The tests found that Atlanta-based SunTrust Bank, the biggest bank in metro Chattanooga with 29 local offices, needs another $2.2 billion. The Birmingham, Ala.-based Regions Financial Corp., which operates 27 branches in metro Chattanooga, needs to raise $2.5 billion.
Other regional banks with major operations in Southeast Tennessee and Northwest Georgia such as First Tennessee and Synovus Financial Corp. were not big enough to be included in the Federal Reserve's stress tests released late Thursday.
The Charlotte, N.C.-based Bank of America, the nation's third-largest banking firm, had the biggest capital needs, according to the Federal Reserve. Bank of America, which operates five offices in the Chattanooga area, needs nearly $34 billion more in capital.
Regions said in a statement that it "questions whether it should be required to raise additional capital," claiming it has $5 billion more than the regulatory minimum. But Regions officials also pledged to raise another $2.5 billion to meet the Federal Reserve stress test requirement without further direct federal investment in the bank.
Bank of America's CEO Ken Lewis also said he is "comfortable" with his bank's current capital position and said the bank is working on a plan to shore itself up.
"While it would have a number of components, we will not need any new government money," Mr. Lewis said.

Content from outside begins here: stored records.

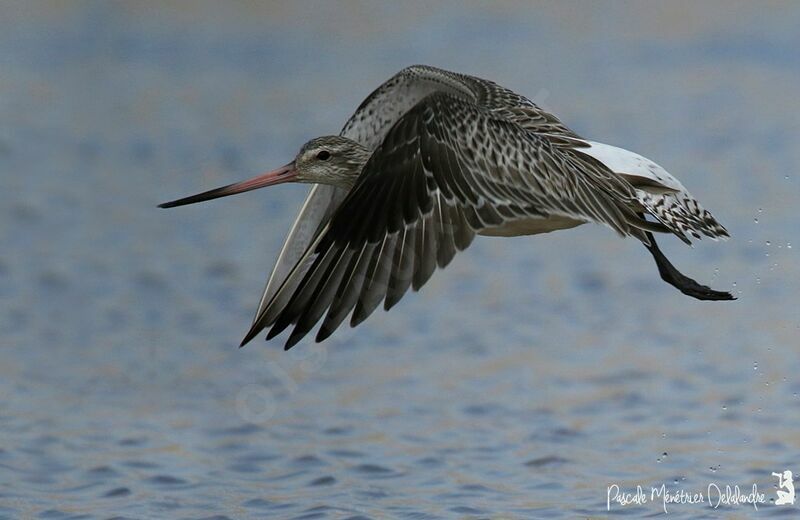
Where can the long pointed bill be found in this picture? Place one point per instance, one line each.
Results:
(283, 174)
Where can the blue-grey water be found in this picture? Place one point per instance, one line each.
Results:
(522, 382)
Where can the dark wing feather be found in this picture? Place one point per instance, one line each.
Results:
(447, 169)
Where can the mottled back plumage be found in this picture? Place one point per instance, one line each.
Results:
(454, 156)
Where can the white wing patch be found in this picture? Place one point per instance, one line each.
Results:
(661, 194)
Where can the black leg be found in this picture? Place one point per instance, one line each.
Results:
(677, 279)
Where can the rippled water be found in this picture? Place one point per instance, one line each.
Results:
(522, 382)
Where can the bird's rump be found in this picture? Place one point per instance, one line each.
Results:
(446, 170)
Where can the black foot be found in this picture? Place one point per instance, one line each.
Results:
(683, 283)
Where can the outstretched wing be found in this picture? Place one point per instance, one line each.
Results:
(447, 169)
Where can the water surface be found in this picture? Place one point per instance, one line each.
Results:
(521, 382)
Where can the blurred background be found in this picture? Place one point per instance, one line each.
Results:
(524, 380)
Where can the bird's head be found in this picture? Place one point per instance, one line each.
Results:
(330, 159)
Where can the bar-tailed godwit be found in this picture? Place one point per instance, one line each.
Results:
(430, 159)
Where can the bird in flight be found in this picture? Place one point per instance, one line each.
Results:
(430, 159)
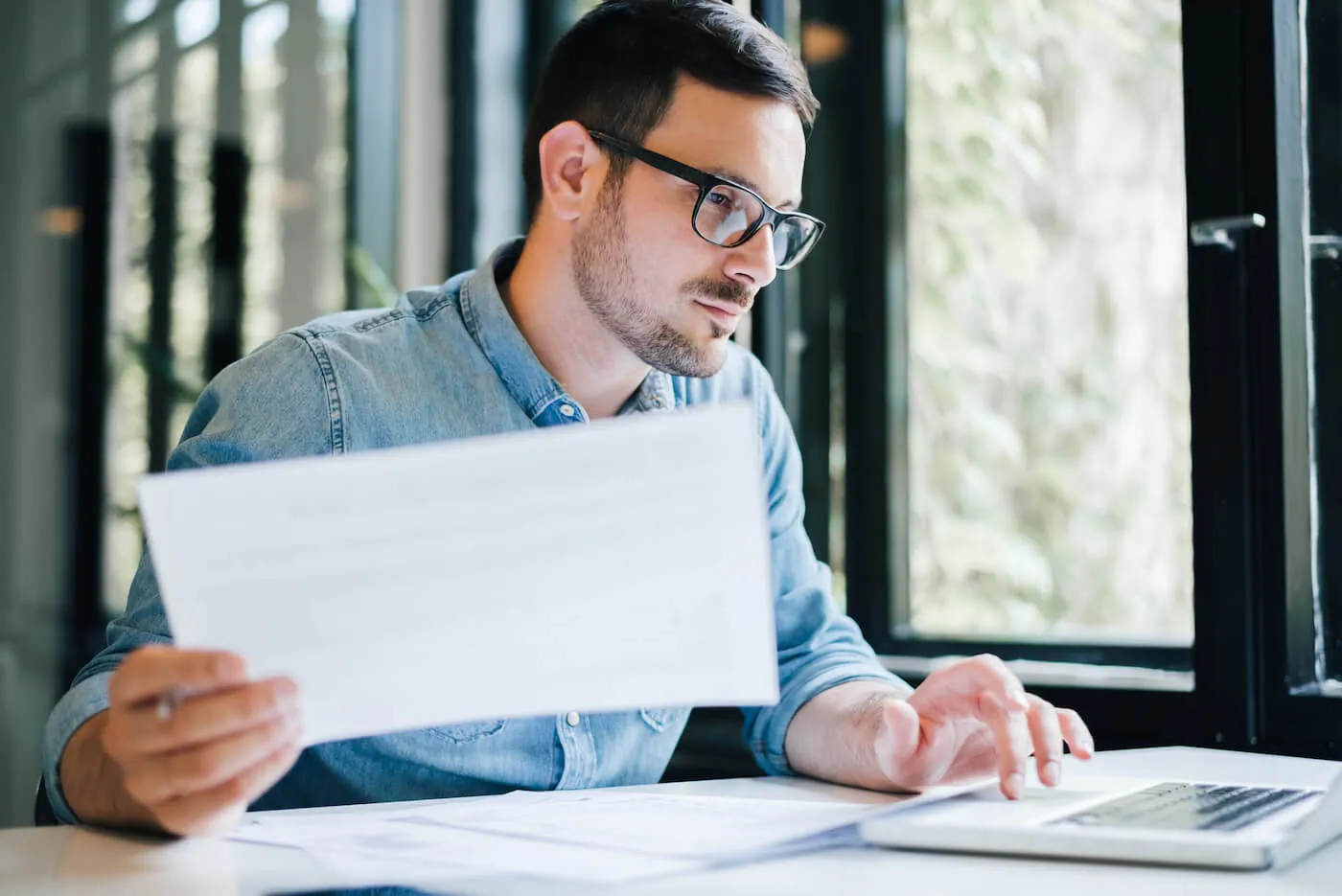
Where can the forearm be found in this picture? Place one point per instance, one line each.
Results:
(832, 737)
(93, 784)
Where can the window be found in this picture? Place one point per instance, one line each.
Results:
(1055, 362)
(181, 78)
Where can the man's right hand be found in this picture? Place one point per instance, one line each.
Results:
(195, 769)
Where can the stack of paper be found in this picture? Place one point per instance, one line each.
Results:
(594, 836)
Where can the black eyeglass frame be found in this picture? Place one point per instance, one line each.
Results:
(706, 183)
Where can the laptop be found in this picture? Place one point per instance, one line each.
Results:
(1126, 819)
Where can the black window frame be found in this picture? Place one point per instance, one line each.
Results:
(1250, 404)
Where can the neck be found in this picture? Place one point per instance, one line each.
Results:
(573, 346)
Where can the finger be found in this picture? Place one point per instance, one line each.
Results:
(203, 718)
(156, 670)
(198, 769)
(212, 812)
(1076, 734)
(972, 678)
(1010, 737)
(1047, 735)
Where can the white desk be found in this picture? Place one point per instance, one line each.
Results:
(70, 862)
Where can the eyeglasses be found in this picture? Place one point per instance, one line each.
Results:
(728, 214)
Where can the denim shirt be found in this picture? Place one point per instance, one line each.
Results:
(451, 364)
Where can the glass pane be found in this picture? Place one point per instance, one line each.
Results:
(294, 101)
(134, 56)
(1050, 470)
(194, 116)
(127, 333)
(133, 11)
(195, 20)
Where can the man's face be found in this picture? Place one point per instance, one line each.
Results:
(667, 294)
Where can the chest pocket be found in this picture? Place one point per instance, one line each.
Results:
(469, 732)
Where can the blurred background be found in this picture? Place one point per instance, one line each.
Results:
(986, 358)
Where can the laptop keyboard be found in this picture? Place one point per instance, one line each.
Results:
(1190, 806)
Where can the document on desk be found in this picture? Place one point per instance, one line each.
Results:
(581, 835)
(593, 567)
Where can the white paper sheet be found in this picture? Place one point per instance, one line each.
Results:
(599, 567)
(655, 824)
(594, 836)
(382, 849)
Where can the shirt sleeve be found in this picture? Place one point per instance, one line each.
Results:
(271, 404)
(819, 647)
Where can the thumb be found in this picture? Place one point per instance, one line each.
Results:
(898, 737)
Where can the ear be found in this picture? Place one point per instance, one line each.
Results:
(572, 170)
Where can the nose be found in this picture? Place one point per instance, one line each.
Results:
(753, 262)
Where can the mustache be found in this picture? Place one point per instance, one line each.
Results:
(722, 291)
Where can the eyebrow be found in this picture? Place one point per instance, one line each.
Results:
(745, 181)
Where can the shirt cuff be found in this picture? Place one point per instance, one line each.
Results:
(771, 728)
(81, 703)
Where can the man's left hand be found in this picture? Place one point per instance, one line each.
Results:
(970, 719)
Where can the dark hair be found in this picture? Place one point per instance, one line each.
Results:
(616, 70)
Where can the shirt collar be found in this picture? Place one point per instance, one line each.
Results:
(527, 381)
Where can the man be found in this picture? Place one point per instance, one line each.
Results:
(663, 163)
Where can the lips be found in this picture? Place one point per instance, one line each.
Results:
(724, 311)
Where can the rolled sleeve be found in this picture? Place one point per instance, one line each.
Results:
(81, 703)
(268, 405)
(819, 647)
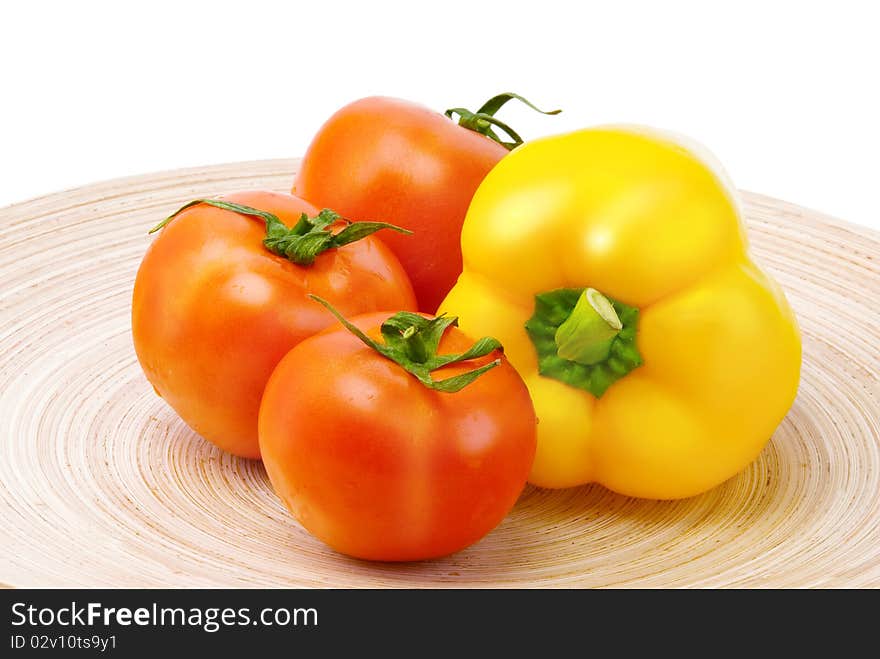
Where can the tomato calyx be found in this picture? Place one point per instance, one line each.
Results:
(304, 241)
(411, 341)
(484, 122)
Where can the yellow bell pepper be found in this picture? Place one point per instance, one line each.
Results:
(612, 264)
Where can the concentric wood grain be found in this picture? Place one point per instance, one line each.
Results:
(102, 485)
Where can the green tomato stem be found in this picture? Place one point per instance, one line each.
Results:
(483, 121)
(411, 341)
(303, 242)
(586, 335)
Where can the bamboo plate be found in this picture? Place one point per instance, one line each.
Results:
(102, 485)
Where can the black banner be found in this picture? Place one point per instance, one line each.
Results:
(132, 622)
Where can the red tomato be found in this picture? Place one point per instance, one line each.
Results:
(380, 467)
(394, 161)
(213, 310)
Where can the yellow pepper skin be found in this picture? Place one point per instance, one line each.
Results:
(712, 358)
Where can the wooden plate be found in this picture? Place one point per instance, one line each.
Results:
(102, 485)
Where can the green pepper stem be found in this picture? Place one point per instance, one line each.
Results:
(586, 335)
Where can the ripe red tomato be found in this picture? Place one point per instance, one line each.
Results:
(213, 310)
(391, 160)
(381, 467)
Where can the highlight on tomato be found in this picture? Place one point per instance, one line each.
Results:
(397, 438)
(222, 295)
(394, 160)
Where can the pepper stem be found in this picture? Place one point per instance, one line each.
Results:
(483, 121)
(586, 336)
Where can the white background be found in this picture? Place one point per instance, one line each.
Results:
(787, 95)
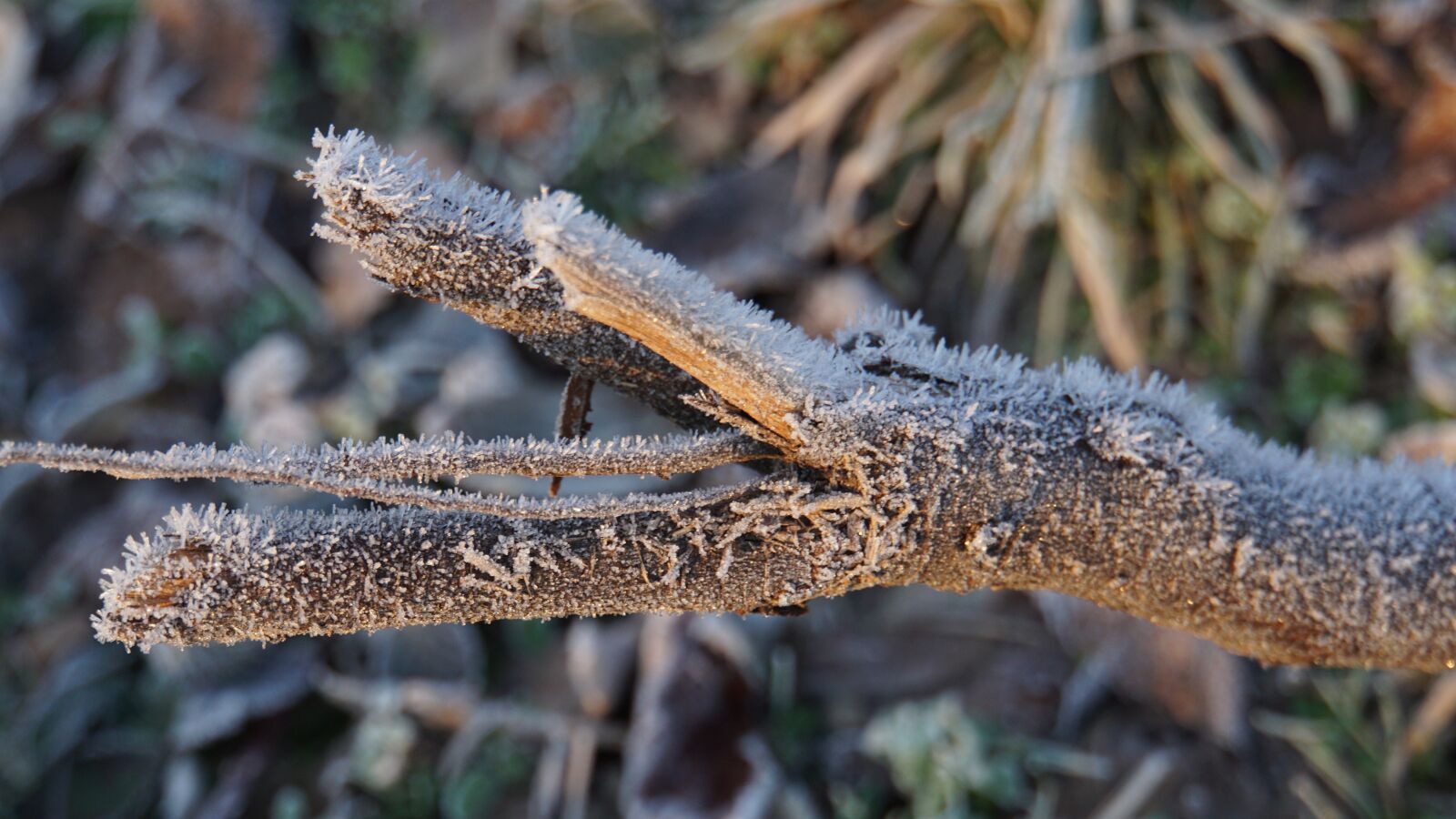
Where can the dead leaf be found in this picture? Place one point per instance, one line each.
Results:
(1200, 685)
(695, 748)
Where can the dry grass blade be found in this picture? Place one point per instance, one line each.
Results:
(824, 106)
(1139, 787)
(1314, 746)
(1303, 38)
(1089, 247)
(1181, 95)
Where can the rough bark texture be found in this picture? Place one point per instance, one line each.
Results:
(902, 462)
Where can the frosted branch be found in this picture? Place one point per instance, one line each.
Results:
(460, 244)
(347, 472)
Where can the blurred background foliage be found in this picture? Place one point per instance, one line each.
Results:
(1247, 194)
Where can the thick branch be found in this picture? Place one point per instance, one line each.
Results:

The second biggest capital need is for Wells Fargo, the San Francisco bank that bought the Charlotte-based Wachovia in December and needs another $13.7 billion, according to the Fed.
The major Southern banks are suffering primarily from residential and commercial loans losses from faltering markets in Florida, California and other coastal areas. Although loan losses have been less in Chattanooga, banks are having to tighten credit throughout their organizations to limit future loan losses.
But one of the Southern regional companies tested by the Federal Reserve - BB&T Corp. in Winston-Salem, N.C. - came through the tests without being required to raise new money.
Government officials hope the tests will restore investors' confidence that not all banks are weak, and that even those that are can be strengthened. They have said none of the banks will be allowed to fail.
The banks that need more capital will have until June 8 to develop a plan and have it approved by regulators.
Some of the firms that need more capital already are announcing their strategies. Morgan Stanley, which the government says needs $1.8 billion in new capital, said it plans to raise $5 billion, including $2 billion in common stock.
Wells Fargo & Co., the fourth-largest U.S. bank, announced on Thursday a $6 billion common stock offering.